Ну, хлебушко! Душу согрей!

 

И хлеб, мою грудь согревая,

Довёл из Кронштадта, по льду,

Туда, где маманя – живая,

Но с голоду, будто, в бреду…

 

Щепотку к губам подносила,

Глотала, глуша забытьё,

И словно, тех мальчиков сила

Светилась в глазах у неё…

 

Быть может, с той самой буханки

И бабушка есть у тебя…"

А пальцы, в ожогах и ранках,

Метались, "бычок" теребя…

        

Эпизод

Памяти Якова Яковлевича Зобенко

 

Как-то дед рассказал, вспоминать не любивший,

О событиях тех, сорок первого года.

То ли выпал момент, на такое пробивший,

То ли май растревожил весенней погодой…

 

Это был эпизод, лишь нечаянный случай,

Сохранивший когда-то простого солдата,

Что других был не хуже, и даже не лучше…

А иначе и мы не родились бы с братом…

 

За спиной – Ленинград, под ногами – Высоты,

И последний снаряд досылается в жерло,

Танки прут, и лишь двое – в живых – из расчёта…

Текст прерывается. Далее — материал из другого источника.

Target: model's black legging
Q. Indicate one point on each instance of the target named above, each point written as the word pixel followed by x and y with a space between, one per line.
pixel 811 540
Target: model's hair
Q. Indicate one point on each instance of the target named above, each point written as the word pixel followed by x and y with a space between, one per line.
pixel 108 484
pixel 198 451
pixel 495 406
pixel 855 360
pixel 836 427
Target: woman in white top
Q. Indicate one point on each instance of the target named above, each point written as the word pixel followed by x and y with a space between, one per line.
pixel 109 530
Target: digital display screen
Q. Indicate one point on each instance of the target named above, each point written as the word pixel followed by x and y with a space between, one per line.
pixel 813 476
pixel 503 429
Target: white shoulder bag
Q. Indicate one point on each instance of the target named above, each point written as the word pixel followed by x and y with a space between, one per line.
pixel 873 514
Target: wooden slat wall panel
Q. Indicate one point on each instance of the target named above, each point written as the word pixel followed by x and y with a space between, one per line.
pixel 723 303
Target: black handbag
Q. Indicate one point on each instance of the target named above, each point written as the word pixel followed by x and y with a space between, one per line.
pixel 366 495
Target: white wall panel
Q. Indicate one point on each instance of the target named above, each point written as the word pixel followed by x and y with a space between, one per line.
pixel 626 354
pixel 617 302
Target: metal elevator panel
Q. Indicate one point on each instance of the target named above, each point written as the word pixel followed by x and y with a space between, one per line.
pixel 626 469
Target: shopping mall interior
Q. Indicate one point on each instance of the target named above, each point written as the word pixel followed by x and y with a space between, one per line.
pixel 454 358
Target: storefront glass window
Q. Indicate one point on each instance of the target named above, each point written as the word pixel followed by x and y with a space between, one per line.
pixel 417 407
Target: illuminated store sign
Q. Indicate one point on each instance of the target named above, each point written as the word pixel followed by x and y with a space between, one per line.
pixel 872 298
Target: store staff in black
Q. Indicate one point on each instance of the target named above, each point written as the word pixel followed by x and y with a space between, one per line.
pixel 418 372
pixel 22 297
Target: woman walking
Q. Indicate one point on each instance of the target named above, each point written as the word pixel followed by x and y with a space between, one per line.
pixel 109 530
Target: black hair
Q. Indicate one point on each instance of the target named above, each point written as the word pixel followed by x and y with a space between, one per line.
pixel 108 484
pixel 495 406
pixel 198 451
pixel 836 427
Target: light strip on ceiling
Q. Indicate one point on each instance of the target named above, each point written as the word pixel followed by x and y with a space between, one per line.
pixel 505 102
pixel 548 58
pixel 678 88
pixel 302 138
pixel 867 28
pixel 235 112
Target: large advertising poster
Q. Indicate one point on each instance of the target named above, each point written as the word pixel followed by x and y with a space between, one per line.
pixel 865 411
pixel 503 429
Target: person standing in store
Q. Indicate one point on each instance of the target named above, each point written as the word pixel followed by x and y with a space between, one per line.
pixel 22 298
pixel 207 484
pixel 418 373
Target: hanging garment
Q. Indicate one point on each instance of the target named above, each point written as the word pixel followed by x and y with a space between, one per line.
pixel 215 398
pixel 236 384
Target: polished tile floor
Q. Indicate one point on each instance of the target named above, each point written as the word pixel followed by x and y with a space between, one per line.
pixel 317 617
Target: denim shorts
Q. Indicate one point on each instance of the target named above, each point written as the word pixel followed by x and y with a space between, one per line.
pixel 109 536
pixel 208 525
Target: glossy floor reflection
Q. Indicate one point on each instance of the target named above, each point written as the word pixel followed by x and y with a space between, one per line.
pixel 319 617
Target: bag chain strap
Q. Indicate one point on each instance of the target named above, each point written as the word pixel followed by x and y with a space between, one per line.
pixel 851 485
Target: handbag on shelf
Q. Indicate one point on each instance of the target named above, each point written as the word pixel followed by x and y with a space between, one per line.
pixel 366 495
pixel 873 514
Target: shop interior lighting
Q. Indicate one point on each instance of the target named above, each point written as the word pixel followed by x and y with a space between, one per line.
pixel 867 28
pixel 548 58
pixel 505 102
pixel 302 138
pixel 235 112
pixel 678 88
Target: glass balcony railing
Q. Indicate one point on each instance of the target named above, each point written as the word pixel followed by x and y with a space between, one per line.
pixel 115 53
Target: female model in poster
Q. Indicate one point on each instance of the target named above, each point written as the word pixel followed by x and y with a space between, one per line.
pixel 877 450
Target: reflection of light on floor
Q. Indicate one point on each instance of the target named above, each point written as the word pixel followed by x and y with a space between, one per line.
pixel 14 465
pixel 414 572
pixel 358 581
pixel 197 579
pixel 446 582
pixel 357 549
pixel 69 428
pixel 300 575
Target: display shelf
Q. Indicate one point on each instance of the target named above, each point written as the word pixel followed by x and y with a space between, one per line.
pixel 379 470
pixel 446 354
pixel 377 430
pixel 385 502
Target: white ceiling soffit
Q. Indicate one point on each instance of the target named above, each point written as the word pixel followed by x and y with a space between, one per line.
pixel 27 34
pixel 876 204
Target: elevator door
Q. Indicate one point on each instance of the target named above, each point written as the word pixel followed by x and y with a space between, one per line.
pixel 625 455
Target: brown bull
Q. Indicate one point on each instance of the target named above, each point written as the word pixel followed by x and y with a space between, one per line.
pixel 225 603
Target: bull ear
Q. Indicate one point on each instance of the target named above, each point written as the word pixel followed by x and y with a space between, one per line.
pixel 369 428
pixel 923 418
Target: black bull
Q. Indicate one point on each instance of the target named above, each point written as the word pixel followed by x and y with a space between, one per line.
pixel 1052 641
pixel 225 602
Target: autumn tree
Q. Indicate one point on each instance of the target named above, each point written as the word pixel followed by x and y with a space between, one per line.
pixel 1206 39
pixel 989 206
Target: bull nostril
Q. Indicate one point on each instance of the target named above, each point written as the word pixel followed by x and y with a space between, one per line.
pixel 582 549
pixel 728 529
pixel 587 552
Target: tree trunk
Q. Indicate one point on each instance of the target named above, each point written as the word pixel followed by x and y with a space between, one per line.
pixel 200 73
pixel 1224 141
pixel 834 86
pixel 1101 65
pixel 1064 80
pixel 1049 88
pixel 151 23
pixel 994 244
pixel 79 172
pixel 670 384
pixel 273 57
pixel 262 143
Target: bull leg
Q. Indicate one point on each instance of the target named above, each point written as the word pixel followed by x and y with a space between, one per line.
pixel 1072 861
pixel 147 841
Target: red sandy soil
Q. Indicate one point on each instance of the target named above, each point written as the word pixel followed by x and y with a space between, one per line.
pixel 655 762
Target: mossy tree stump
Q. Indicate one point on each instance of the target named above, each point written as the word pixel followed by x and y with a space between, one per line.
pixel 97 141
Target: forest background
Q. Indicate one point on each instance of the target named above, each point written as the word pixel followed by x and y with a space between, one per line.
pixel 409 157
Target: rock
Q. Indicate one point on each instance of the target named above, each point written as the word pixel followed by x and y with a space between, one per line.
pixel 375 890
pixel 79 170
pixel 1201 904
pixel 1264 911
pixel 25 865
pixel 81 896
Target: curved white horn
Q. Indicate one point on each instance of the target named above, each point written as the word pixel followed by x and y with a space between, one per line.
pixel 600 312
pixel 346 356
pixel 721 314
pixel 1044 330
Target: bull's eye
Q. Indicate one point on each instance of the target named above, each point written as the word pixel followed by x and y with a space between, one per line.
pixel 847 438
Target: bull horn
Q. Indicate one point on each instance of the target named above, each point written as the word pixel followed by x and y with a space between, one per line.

Только взрыв полоснул по натянутым нервам.

 

В тесной щели меж бортом полуторки справа,

И корявыми стенками ящиков – слева –

Он очнулся в пути…  Самолётов орава

На бомбёжку зашла. А нога – от колена

 

Колыхалась от тряски, и резкие боли

Отзывались в нудящем, контуженном, теле…

И навеки ушло то, что было дотоле,

И держалась душа на последнем пределе.

 

Та полуторка им подвозила снаряды,

Развернулась – от танков, но всё же – в итоге:

Средь останков – живой, шевельнувшийся, рядом –

Был замечен и взят. Не убит по дороге.

 

Даже ногу спасли – просто – стала короче,

Ну, да ведь не в ногах – настоящая сила…

Были дни впереди, и счастливые ночи,

И душой отогреться ему пофартило…

 

То ль влиянье судеб, то ли случайности выбор,

Но сцепились события прочной цепочкой.

А сложись чуть иначе – и мы не смогли бы

Появиться на свет – и растаяли точкой…

 

Блокада. Времена года

 

Блокадный город видится зимою,

Когда Нева белёсою корою

Вросла в гранит шершавых берегов,

Когда, минуя плотные сугробы,

Укутав простынёю, вместо гроба,

Рывками, что по нескольку шагов,

 

Везли свою нетяжкую поклажу…

На первый взгляд, неясно было даже:

Душе иль телу горше и больней,

И в чём душа влачилась вдоль Фонтанки.

На бугорках подрагивали санки,

И тянущий не выглядел живей…

 

И реже представляется весною,

Когда вскрывалась раной полостною,

«Подснежники» внезапно обнажив,

Изрытая земля. И словно тени,

Без слов, без возражения, без пени,

Забыв о том, что сам-то еле жив,

 

С лопатами, с ломами ленинградцы

Брели по переулкам – прибираться –

Почти на амбразуру, на таран.

Дыханье слабо, скованы движенья,

А вот не допустили разложенья,

Содрав коросту гноя с рваных ран…

 

Неистовой войны сурово вето,

И всё-таки в блокаде было лето,

И солнце льнуло к битому стеклу.

Не одурачить матушку-природу,

И что-то там росло на огородах,

На островках земли давнишних клумб!

 

И наступала осень золотая,

И листья, что шуршали, облетая,

Нашёптывали жуткие слова,

Звучавшие подобием угрозы,

О том, что приближаются морозы,

И что под снегом скроется трава…

 

И что ещё урежут норму хлеба,

И что осколок вспученного неба

На бабушкину шлёпнется кровать.

И, остывая, след оставит зольный…

Об этом даже просто думать – больно…

А надо было жить и воевать!

        

Осколок

Памяти Александра Холмова

 

Принёс фронтовик свою память прошедшей войны:

Осколок металла, под кожей на левой ладони,

Застрявший, прижившийся с тыльной её стороны –

А доктор сказал: "Ничего, он прирос, не догонит!

 

Живи, не волнуйся, мы резать не станем тебя,

Чего – лишний раз, ты и так уже вынес с лихвою."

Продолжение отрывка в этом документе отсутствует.